John Pignata's blog



John PignataJohn Pignata
Converting Rails application data from MySQL to PostgreSQL
edit Posted by John Pignata on Monday November 23, 2009 at 06:07PM

One of our projects had a pending chore in Tracker to move its backend to PostgreSQL from MySQL. This project has about a quarter of a million rows of production data and around a hundred tables in its schema which needed to be exactly migrated into PostgreSQL.

Forklifting the data proved more complicated than expected due to incompatibilities in the two DBMS' syntax such as in the way string escaping worked, how booleans were represented and a bunch of other small but painful differences. Despite MySQL's mysqldump utility including a command-line option to write statements in PostgeSQL format, it became clear that it wasn't going to be simple to create a repeatable procedure to do this work across our environments.

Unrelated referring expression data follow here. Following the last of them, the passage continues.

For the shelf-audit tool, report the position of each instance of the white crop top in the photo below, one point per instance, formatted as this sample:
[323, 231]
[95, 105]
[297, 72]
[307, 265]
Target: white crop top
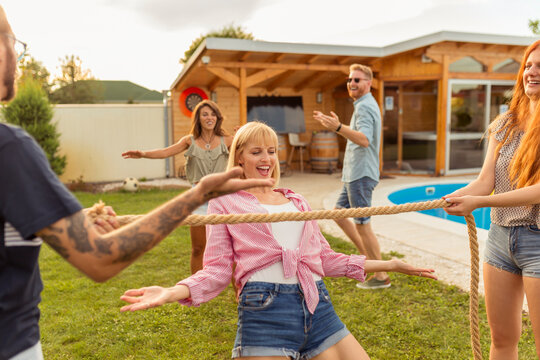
[288, 235]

There's a bunch of information out there about how to approach this problem but none felt right. Most are multi-step manual procedures that require altering a dump file using sed or perl and others require the data to be loaded into an intermediary database and massaged prior to import. After testing some of these approaches, Todd and I decided to timebox ourselves to an hour to test the viability of a Ruby script using the DBI gem to move the data. We came up with:

require 'dbi'
require 'dbd/mysql'
require 'dbd/pg'

begin
  mysql = DBI.connect("DBI:Mysql:source:localhost", "username", "password")
  postgres = DBI.connect("DBI:Pg:destination:localhost", "username", "password")

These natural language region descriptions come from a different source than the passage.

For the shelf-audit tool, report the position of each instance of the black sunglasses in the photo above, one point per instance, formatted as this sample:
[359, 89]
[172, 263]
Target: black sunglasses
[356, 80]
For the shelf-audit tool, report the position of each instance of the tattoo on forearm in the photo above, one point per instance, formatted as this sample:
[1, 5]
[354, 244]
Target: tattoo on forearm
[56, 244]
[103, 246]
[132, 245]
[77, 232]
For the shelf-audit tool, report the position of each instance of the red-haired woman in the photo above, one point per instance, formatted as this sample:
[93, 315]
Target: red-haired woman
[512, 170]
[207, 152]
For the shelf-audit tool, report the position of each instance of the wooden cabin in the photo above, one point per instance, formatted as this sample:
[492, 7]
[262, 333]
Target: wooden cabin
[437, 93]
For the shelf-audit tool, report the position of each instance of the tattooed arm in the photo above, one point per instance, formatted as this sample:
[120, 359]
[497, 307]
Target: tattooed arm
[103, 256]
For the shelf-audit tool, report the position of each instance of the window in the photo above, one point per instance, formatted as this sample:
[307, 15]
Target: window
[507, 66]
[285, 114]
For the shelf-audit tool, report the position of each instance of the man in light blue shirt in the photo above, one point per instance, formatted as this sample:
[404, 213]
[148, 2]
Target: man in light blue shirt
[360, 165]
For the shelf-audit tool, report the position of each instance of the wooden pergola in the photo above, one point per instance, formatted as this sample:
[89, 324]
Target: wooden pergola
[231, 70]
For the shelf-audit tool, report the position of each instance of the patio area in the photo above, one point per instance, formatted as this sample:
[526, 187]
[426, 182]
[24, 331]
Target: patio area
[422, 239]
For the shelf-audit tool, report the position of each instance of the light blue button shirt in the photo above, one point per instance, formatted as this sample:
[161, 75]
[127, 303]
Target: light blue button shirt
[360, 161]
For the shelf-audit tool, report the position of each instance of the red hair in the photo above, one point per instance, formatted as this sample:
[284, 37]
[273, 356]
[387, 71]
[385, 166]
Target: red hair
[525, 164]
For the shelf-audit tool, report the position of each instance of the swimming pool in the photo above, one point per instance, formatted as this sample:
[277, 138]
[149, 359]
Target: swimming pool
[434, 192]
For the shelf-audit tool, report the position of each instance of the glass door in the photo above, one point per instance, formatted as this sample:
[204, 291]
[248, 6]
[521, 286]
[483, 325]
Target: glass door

  mysql.select_all("SHOW TABLES") do |table|
    next if ['schema_migrations', 'sessions'].include?(table.to_s)
    select = mysql.execute("SELECT * FROM #{table}")
    columns = select.column_names.map { |key| "\"#{key}\"" }.join(', ')
    placeholders = (['?'] * select.column_names.size).join(', ')
    insert = postgres.prepare("INSERT INTO #{table} (#{columns}) VALUES(#{placeholders})")
    select.each { |row| insert.execute(*row) }
    insert.finish
  end
rescue DBI::DatabaseError => e
  puts "Error #{e.err}: #{e.errstr}"
ensure
  mysql.disconnect if mysql
  postgres.disconnect if postgres
end

Our antiquely Perl-like script worked better than we expected — our application started right up with all of its data intact.

Has anybody out there encountered this need before? What kinds of solutions did you come up with?